There are few things in life that I despise more than political correctness. I despise political correctness because it is invariably used as a tool by the political Left to stifle conversation and real debate in the short term and ultimately change societal perception in the long term. Take, for example, illegal immigration. The Left is aggressively trying to eliminate that word from the conversation. In their attempt to shore up their advantage amongst a certain demographic group for generations to come, liberals are trying to turn illegal aliens into “undocumented workers/citizens.” Why? Because the word “illegal” carries a certain social stigma. As it well should. Since when did it become a bad thing to stigmatize breaking the law? That stigmatization has the desired effect of influencing people from doing so.
I bring this up because the Todd Akin debacle is another conversation which has been hijacked by political correctness faster than you could say “Missouri.” Luckily, I have absolutely no regard for political correctness whatsoever, and I am not afraid to explore the other half of the Akin conversation which should be happening.
To borrow one of the president’s favorite phrases, let me be clear: I am not going to defend Akin’s suggestion that rapes cannot end in pregnancy. That claim is demonstrably false and has been so proven countless times since his comments aired. Nor am I going to even come close to defending rape (although I’m sure that charge will be leveled somehow regardless). I am merely going to argue that, wittingly or not, Rep. Akin may have been on to something with his use of the phrase “legitimate rape” and that there are many other sides to this story which have not been discussed.

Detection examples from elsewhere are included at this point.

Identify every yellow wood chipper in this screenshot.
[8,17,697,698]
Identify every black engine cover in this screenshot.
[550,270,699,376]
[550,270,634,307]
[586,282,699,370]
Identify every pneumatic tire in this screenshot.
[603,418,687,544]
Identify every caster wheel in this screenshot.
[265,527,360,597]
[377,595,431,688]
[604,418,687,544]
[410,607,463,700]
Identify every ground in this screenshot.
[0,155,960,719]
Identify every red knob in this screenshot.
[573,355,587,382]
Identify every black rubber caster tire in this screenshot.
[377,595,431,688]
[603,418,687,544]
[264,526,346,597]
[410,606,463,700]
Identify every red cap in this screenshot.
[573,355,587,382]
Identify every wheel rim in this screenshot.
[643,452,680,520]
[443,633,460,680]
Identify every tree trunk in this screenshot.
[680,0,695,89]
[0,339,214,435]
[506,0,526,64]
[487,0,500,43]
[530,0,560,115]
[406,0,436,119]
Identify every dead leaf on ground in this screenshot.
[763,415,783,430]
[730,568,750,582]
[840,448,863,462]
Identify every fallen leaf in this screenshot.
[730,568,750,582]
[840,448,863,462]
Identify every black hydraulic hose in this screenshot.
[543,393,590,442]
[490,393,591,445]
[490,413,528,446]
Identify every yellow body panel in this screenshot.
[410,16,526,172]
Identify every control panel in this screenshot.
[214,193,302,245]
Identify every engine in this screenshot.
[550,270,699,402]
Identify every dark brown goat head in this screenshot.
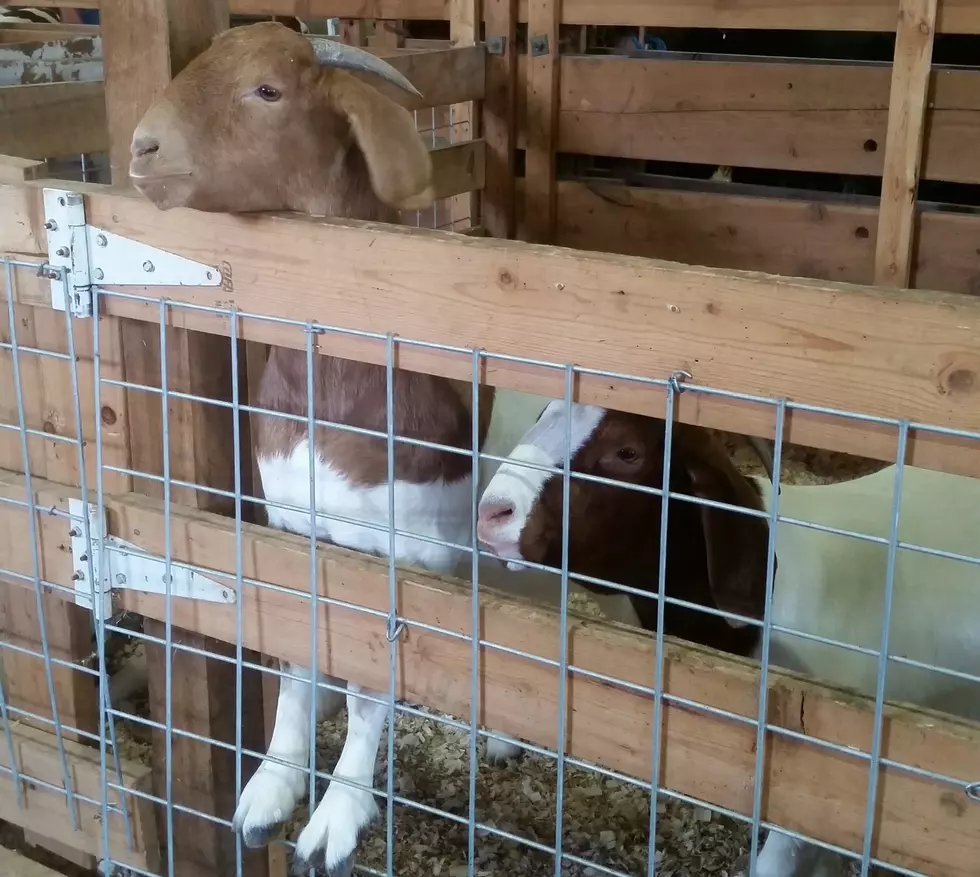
[129,22,433,219]
[478,402,769,651]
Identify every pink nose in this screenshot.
[476,499,514,545]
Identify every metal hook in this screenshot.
[667,369,692,396]
[385,614,405,643]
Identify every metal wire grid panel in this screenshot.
[0,259,980,877]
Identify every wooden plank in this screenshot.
[0,82,106,158]
[0,847,72,877]
[101,6,268,877]
[480,0,517,238]
[875,0,938,286]
[449,0,486,226]
[556,56,980,183]
[524,0,561,244]
[0,476,980,877]
[0,155,46,183]
[555,180,980,295]
[431,140,486,198]
[44,0,980,33]
[0,725,160,873]
[0,183,980,474]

There is no question that the representative’s comments have resulted in a media firestorm and have led to calls from both sides of the political spectrum for the congressman to withdraw from the Missouri Senate race. However, this firestorm has been so dominated by political correctness that it has been limited to demands for an apology and calls for his resignation/withdrawal from the race. And it seems as though many of the people who have taken exception to Akin’s comments have focused on his use of the phrase “legitimate rape.” The militant righteous indignation of feminists reacting to that phrase ridicules the idea that there could ever be such a thing as an illegitimate rape. Their argument is that all rapes are legitimate and by implying otherwise, Akin is an ignorant bigot who believes that there is somehow a difference between “rape-rape” and some other sort of similar sexual act which doesn’t precisely fit a certain connotation of the word.

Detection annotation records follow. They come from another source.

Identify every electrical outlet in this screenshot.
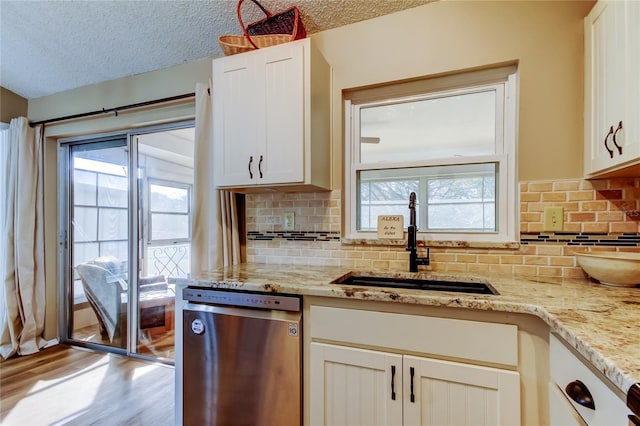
[544,207,564,231]
[282,212,296,231]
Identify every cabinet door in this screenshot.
[310,342,402,426]
[403,355,520,425]
[256,43,306,184]
[211,55,264,186]
[623,1,640,160]
[585,1,626,173]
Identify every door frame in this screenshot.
[57,120,195,364]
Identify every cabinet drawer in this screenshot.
[310,306,518,366]
[549,335,629,426]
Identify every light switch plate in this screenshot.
[282,212,296,231]
[543,207,564,231]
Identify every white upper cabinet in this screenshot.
[212,39,330,189]
[584,0,640,177]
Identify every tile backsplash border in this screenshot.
[246,178,640,278]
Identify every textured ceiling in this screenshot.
[0,0,431,99]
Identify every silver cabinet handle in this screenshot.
[612,121,622,155]
[564,380,596,410]
[604,126,613,158]
[391,365,396,401]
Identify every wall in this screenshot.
[28,59,211,339]
[313,1,594,183]
[247,177,640,278]
[28,0,620,335]
[0,87,28,123]
[247,1,640,278]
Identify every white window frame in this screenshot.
[343,66,519,243]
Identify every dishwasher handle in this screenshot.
[182,302,302,322]
[182,287,302,312]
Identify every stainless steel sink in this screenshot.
[332,275,499,294]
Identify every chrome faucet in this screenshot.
[407,192,429,272]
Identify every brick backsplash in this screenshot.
[246,178,640,278]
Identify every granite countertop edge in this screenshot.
[174,264,640,395]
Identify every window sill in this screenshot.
[340,238,520,249]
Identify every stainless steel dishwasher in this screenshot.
[182,287,302,426]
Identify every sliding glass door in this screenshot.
[68,137,130,349]
[59,123,194,360]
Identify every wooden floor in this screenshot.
[72,324,175,361]
[0,345,174,426]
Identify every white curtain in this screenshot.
[191,83,241,278]
[0,117,47,358]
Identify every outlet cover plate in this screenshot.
[543,207,564,231]
[282,212,296,231]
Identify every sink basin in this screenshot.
[332,275,499,294]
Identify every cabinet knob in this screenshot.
[565,380,596,410]
[612,121,622,157]
[604,126,613,158]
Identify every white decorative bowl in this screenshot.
[575,251,640,287]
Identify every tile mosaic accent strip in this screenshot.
[520,232,640,247]
[247,231,340,241]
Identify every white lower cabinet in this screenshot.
[549,334,631,426]
[308,306,521,426]
[310,342,402,426]
[310,342,520,425]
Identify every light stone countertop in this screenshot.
[175,264,640,394]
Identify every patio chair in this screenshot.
[76,256,168,343]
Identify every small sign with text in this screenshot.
[378,214,404,240]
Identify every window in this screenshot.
[149,179,191,243]
[345,67,518,242]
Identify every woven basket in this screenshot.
[218,34,293,56]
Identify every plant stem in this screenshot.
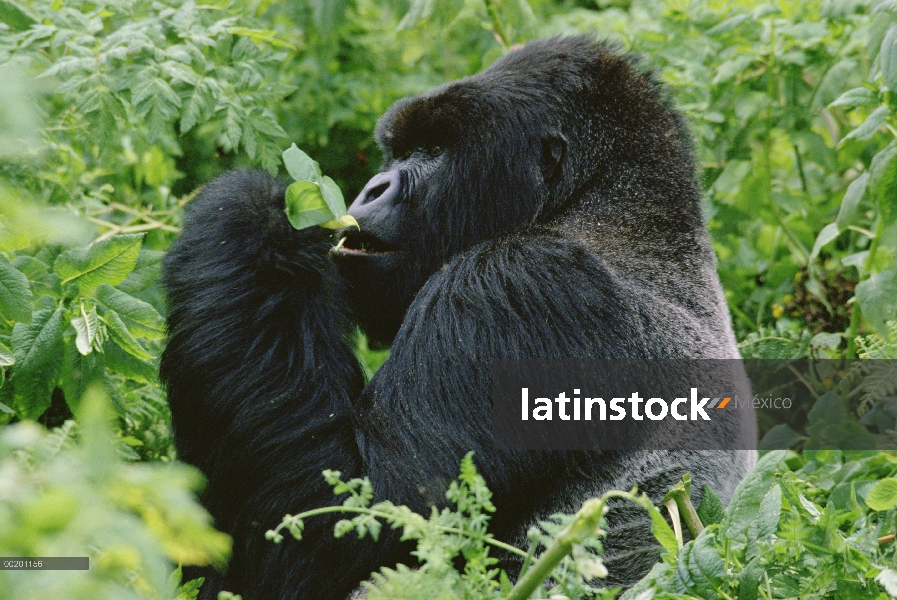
[505,490,637,600]
[846,217,884,360]
[274,506,526,557]
[483,0,511,50]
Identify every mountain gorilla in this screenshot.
[162,37,752,600]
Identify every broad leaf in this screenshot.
[283,144,322,181]
[10,296,65,419]
[829,88,878,108]
[841,106,890,144]
[866,477,897,510]
[810,223,840,261]
[0,256,32,323]
[835,173,869,231]
[856,270,897,335]
[286,181,336,229]
[95,283,166,340]
[72,306,99,356]
[103,310,153,360]
[53,233,143,295]
[0,342,16,367]
[671,530,726,600]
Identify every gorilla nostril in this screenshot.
[365,181,389,202]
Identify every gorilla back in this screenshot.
[162,38,753,599]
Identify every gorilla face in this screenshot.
[331,63,566,344]
[331,38,672,344]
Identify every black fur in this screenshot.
[162,38,752,600]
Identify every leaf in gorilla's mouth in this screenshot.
[333,230,398,254]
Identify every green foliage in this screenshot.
[265,453,664,600]
[0,0,897,600]
[622,451,897,600]
[283,144,358,229]
[0,390,230,600]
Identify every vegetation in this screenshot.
[0,0,897,600]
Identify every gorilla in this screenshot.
[161,37,753,600]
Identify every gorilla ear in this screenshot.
[541,131,567,183]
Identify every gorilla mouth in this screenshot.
[332,229,399,256]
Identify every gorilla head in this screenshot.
[333,37,699,344]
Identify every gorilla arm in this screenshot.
[161,172,375,600]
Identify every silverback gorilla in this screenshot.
[161,37,752,600]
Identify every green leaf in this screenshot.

The problem is that that is an incredibly misguided way of interpreting Akin’s comments. That interpretation requires jumping through mind-reading rhetorical hoops. The much simpler explanation is that Akin meant something entirely different. His use of the word “legitimate” was intended to differentiate between cases where a rape actually occurs and other sexual encounters in which a rape does not occur but is then later alleged to have happened. Akin was not trying to say that rape, when it actually happens in any circumstance, can sometimes not be considered legitimate. He was merely saying that not all alleged rapes are legitimate – a statement which is absolutely true and worth highlighting.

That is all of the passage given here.